Im Mittelpunkt steht die kultivierte und wohlhabende Ich-Erzählerin Felicita, eine empfindsame Ästhetin, die auf einem Maskenball der betörenden Edita begegnet. Aus Bewunderung entsteht rasch eine leidenschaftliche Verbindung, die von gemeinsamer Kunstverehrung, inniger Nähe und gesellschaftlicher Abschottung getragen wird. Doch ihre Beziehung bleibt nicht frei von Spannungen: Während eines Aufenthalts an einem Seebad gerät Felicita unter den Einfluss der verführerischen Comtesse Eugénie, was Editas Eifersucht entfacht. Eine Versöhnung im Schloss Editas am Rhein vertieft zwar ihr Band, doch auf einer späteren Italienreise werden sie in eine dekadente aristokratische Gesellschaft eingeführt, in der Neugier, Eifersucht und Inszenierung miteinander spielen. Begegnungen mit einer Sängerin, der Ehefrau eines Industriellen sowie später mit einer venezianischen Marchesa erweitern das Panorama weiblicher Lebensentwürfe zwischen Leidenschaft, Berechnung und künstlerischer Selbstverwirklichung.
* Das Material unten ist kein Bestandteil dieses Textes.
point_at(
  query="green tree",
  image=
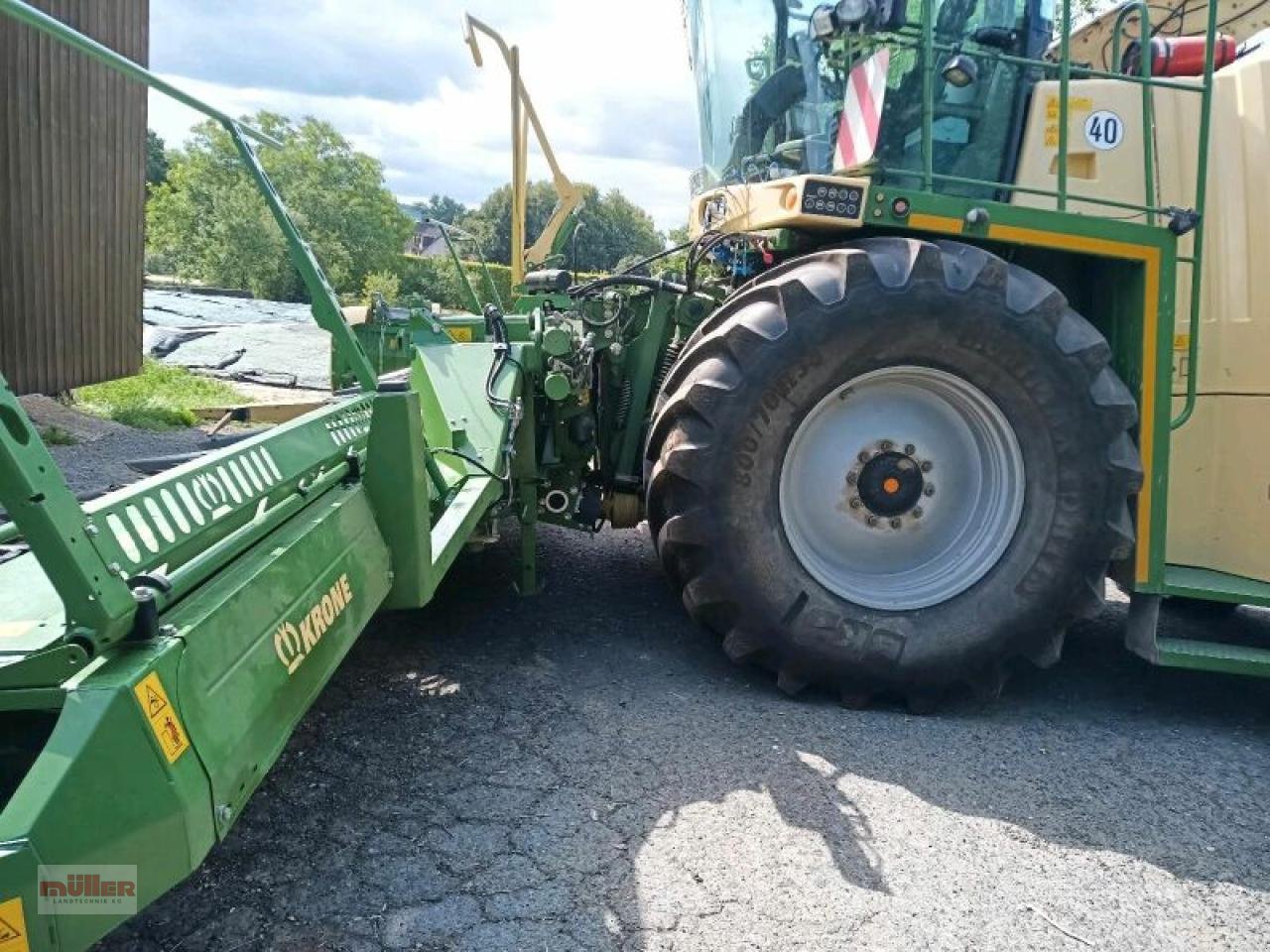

Der Roman gilt als klassisch, weil er eines der frühen literarischen Zeugnisse weiblicher Homoerotik in Europa darstellt und zugleich die Doppelmoral seiner Zeit offenlegt. Zwischen Bekenntnisliteratur, Gesellschaftsroman und Skandaltext schwankend, spiegelt er die Faszination wie auch die Angst des Fin de Siècle vor sexueller und sozialer Grenzüberschreitung. Seine Bedeutung liegt weniger in moralischer Wertung als in der literarischen Sichtbarmachung eines lange tabuisierten Begehrens.